Une turbulence, on va tous mourir !
C’est un classique. L’avion bouge une fois, deux fois, trois fois… Heu, les gars, c’est normal ça ? Et de tous se scruter en quête d’une certaine forme de solidarité. Mais les turbulences doivent-elles (vraiment) être une source (d’autant) de stress ? « A ce jour je n’ai pas d’exemple à vous donner d’avion qui se serait écrasé à cause de turbulences. Alors oui, les turbulences, ça surprend, ce n’est pas confortable et j’ai même envie de dire que ça peut faire hyper peur ! Mais rassurez-vous, l’avion est fait pour encaisser les turbulences », indique le steward. La seule chose à faire en cas de turbulences : garder sa ceinture pour éviter les blessures.
Et si on se prend la foudre ?
Forcément, prendre l’avion quand il y a un orage, ça fait flipper. Alors, que risque-t-on en cas de coup de foudre ? « A titre personnel je ne l’ai jamais vécu, mais si je peux vous rassurer : l’avion a été fabriqué pour encaisser le phénomène ! », tempère Mathieu Allouch. Et d’expliquer : « Le 'jus' va traverser la cabine sans risque pour ses occupants. On entendra très certainement un gros bruit, les lumières pourront peut-être clignoter quelques secondes, mais pas de risque pour l’aéronef ». Le professionnel rappelle par ailleurs que l’objectif est d’éviter les orages, mission notamment gérée par les équipes au sol qui préparent la route.
On peut se crasher si le hublot reste fermé ?
Un classique. A chaque décollage et atterrissage, c’est la même rengaine, il faut relever son siège, ranger sa tablette, ouvrir le hublot et ne (surtout) pas désactiver le mode avion. Et on s’est tous imaginés, à un moment ou à un autre, faire acte de rébellion, et laisser ce fichu hublot fermé. Ca ferait quoi après tout ? « Ca ne risque pas de faire faire un looping à l’avion, pas de panique ! », rassure le steward. Ah, on le savait ! Mais… « S’il reste fermé, ça va nous (et vous) empêcher de voir ce qu’il y a à l’extérieur. Non pas pour admirer les nuages, mais plus en cas d’urgence si on doit évacuer l’avion ! », poursuit-il. Toute anomalie doit être repérée par le personnel navigant, mais pas que. Les passagers peuvent aussi être une source d’information quant à un éventuel problème, à condition bien sûr de voir ce qu’il se passe à l’extérieur.
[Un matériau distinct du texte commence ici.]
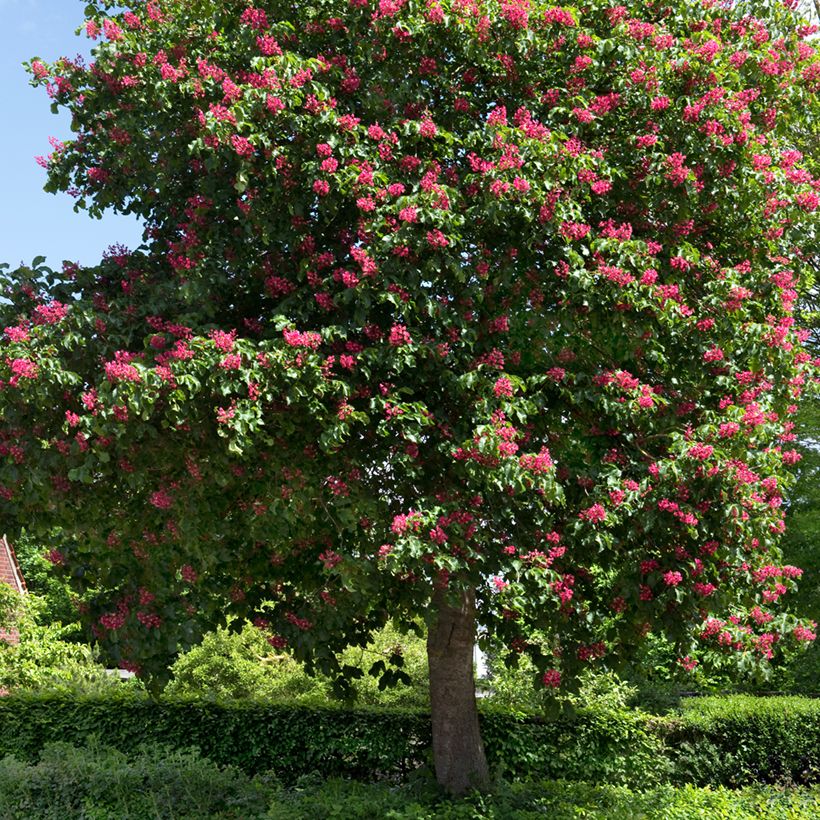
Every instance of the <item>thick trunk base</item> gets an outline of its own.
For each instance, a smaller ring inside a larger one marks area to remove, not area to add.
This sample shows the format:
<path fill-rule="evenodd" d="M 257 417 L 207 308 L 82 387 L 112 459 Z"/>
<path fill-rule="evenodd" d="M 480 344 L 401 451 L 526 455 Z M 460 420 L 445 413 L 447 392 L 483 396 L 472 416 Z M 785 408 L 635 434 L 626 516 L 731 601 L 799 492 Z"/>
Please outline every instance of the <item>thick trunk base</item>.
<path fill-rule="evenodd" d="M 427 635 L 433 762 L 436 779 L 450 794 L 486 790 L 490 775 L 478 725 L 473 679 L 475 594 L 457 606 L 442 590 L 433 594 L 435 621 Z"/>

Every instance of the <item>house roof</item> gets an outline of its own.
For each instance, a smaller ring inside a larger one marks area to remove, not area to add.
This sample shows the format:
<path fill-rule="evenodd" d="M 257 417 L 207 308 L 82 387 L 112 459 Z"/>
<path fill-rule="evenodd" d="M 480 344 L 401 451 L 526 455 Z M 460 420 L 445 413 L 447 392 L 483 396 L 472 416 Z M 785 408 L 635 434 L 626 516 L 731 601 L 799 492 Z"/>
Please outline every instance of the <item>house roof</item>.
<path fill-rule="evenodd" d="M 17 556 L 5 535 L 0 538 L 0 581 L 21 594 L 26 592 L 26 582 L 20 572 Z"/>

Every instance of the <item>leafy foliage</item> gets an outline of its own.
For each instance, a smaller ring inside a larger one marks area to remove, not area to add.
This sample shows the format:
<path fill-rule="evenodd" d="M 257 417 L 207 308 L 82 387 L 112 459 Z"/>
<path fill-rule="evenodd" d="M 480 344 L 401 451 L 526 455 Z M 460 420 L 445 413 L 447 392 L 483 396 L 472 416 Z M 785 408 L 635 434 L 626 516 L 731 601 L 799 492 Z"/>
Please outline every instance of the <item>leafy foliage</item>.
<path fill-rule="evenodd" d="M 65 640 L 76 627 L 42 623 L 48 604 L 0 583 L 0 623 L 17 635 L 0 641 L 0 687 L 6 692 L 103 693 L 121 687 L 91 647 Z"/>
<path fill-rule="evenodd" d="M 9 820 L 249 820 L 263 817 L 275 794 L 269 777 L 218 767 L 193 749 L 141 745 L 125 754 L 51 743 L 36 763 L 0 761 L 0 813 Z"/>
<path fill-rule="evenodd" d="M 820 704 L 807 698 L 698 699 L 658 717 L 609 697 L 553 720 L 489 708 L 481 721 L 488 759 L 510 779 L 648 788 L 670 780 L 738 787 L 820 778 Z M 0 699 L 0 754 L 36 760 L 49 743 L 84 745 L 94 736 L 126 753 L 144 741 L 196 747 L 220 766 L 272 769 L 287 784 L 309 775 L 404 780 L 429 763 L 430 722 L 422 711 L 156 703 L 124 693 Z"/>
<path fill-rule="evenodd" d="M 745 670 L 813 637 L 777 546 L 813 378 L 805 21 L 132 6 L 88 3 L 92 66 L 30 69 L 76 132 L 48 188 L 145 243 L 35 260 L 0 304 L 0 514 L 63 527 L 113 659 L 162 683 L 230 615 L 343 690 L 340 653 L 437 587 L 548 687 L 650 630 Z"/>
<path fill-rule="evenodd" d="M 402 669 L 410 676 L 411 685 L 398 684 L 380 690 L 378 681 L 366 676 L 354 683 L 349 697 L 363 705 L 427 705 L 427 657 L 421 639 L 387 627 L 367 647 L 346 650 L 342 659 L 344 663 L 368 668 L 379 661 L 386 663 L 395 655 L 401 656 Z M 334 696 L 332 680 L 308 675 L 298 661 L 273 649 L 252 626 L 240 632 L 220 629 L 206 635 L 199 646 L 180 656 L 171 672 L 173 677 L 165 690 L 170 697 L 248 698 L 321 705 Z"/>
Les consignes de sécurité, ça sert à quoi ?
Il y a ceux qui les écoutent attentivement et ceux qui ont déjà le nez dans leur bouquin, faisant fi de chaque geste - pourtant avisé - réalisé par le personnel de bord. Alors, les consignes de sécurité sont-elles vraiment utiles ? « Elles sont ultra importantes et il est bien dommage qu’une partie des passagers n’y prêtent pas tant d’importance », se désole Mathieu Allouch. Et d’expliquer : « ces consignes servent à la fois à présenter les règles à respecter mais aussi à faire appel à la mémoire vive, celle qui va permettre de gagner un temps précieux en cas d’urgence ». Que les moins assidus se rassurent, au moindre incident, l’équipage rappelle ces consignes, guide les passagers et continue d'assurer leur sécurité.
Faire l’amour dans l’avion, bonne idée vraiment ?
C’est l’un des plus gros fantasmes des Français, mais est-il vraiment réalisable (légalement, physiquement et concrètement) ? Pas si sûr, si l’on considère l’exiguïté et l’état de propreté des toilettes - mais chacun fait ce qu’il veut - et davantage encore le fait que le personnel navigant les inspecte toutes les 15 minutes. Et c’est sans compter sur ce que cela induit, à savoir une exhibition sexuelle en bonne et due forme, en l’occurrence punie par la loi. Rien de très réjouissant en somme.